Ludloff v. United States, 108 U.S. 176 (1883)

Ludloff v. United States

Decided April 2, 1883

108 U.S. 176

Syllabus

A manufacturer of cigars, in his statement furnished in May, 1878, under § 3387 of the Revised Statutes, according to Form 36 1/2, set forth "the room adjoining the store in the rear, on the first floor" of certain premises, as the place where his manufacture was to be carried on. Circular No. 181, issued in March, 1878, by the Commissioner of Internal Revenue, required that a cigar factory should be at least an entire room, "separated by walls and partitions from all other parts of the building," and that the factory designated in Form 36 1/2 should not any part of it be used,

"even though marked off or separated from the remainder by a railing, counter, bench, screen or curtain, as a store where the manufacturer can sell his cigars otherwise than in legal boxes, properly branded, labeled, and stamped."

This circular went into effect May 1, 1878. The manufacturer was engaged at the same time and place in doing business as a dealer in tobacco, having paid the special tax as such, and also the special tax as a manufacturer of cigars. He did not comply with the said circular, and had no division between the factory in the rear part of the room and the front part of the room, where he sold articles as a dealer in tobacco, except a wooden counter extending part of the way across the room, and some three feet high.

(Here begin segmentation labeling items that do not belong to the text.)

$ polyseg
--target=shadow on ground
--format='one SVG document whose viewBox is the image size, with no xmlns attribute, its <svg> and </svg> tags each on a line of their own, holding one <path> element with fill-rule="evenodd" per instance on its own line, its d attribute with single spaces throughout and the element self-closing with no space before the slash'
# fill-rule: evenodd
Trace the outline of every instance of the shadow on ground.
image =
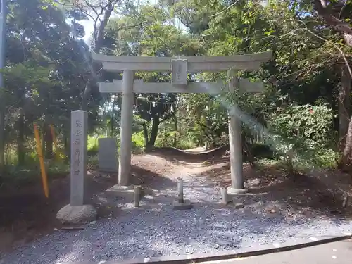
<svg viewBox="0 0 352 264">
<path fill-rule="evenodd" d="M 132 184 L 149 188 L 155 186 L 171 187 L 172 181 L 163 175 L 132 165 Z M 50 177 L 53 178 L 53 177 Z M 118 173 L 103 173 L 91 170 L 85 182 L 84 200 L 96 206 L 99 218 L 118 215 L 120 209 L 109 206 L 99 199 L 117 182 Z M 173 183 L 175 184 L 175 183 Z M 0 190 L 0 253 L 12 246 L 27 243 L 34 238 L 59 229 L 56 213 L 70 203 L 70 177 L 66 175 L 49 182 L 49 198 L 43 194 L 40 176 L 38 181 L 28 185 L 5 186 Z"/>
<path fill-rule="evenodd" d="M 167 161 L 183 161 L 187 163 L 211 163 L 213 159 L 218 159 L 225 155 L 229 146 L 222 146 L 204 152 L 187 152 L 172 147 L 154 148 L 147 153 L 166 159 Z"/>
</svg>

He sold out of a showcase in the front part, in quantities chanrobles.com-redchanrobles.com-red

Page 108 U. S. 177

less than 25, from stamped boxes, which were duly branded, marked and stamped, cigars which he had made in the rear part, on which cigars the tax had been paid. For doing so, as a violation of § 3400, in removing cigars made by him without the proper stamps denoting the tax thereon, a quantity of cigars, the property of the manufacturer, found in the roar part of the room, in boxes not stamped, were seized as forfeited to the United States, under § 3400:

Held:

1. The requirements of the circular were within the power of the commissioner to prescribe, under § 3396.

2. The sales at retail were in violation of law.

3. The forfeiture claimed was incurred.

The provisions of § 3236, and subdivisions 8 and 10 of § 3244, and §§ 3387, 3388, 3390 and 3392, considered and held not to authorize such sales, they constituting, under §§ 3392, 3397 and 3400, removals of cigars from the place where they were manufactured, without the proper stamp denoting the tax thereon, because the sales were sales of cigars by their manufacturer at retail at the place of manufacture, not in stamped boxes, the cigars being in his hands as a manufacturer and not as a retail dealer.

Information against a quantity of cigars of domestic manufacture for violation of the internal revenue laws, and the regulations of the Treasury founded thereon. All the material facts appear in the opinion of the Court.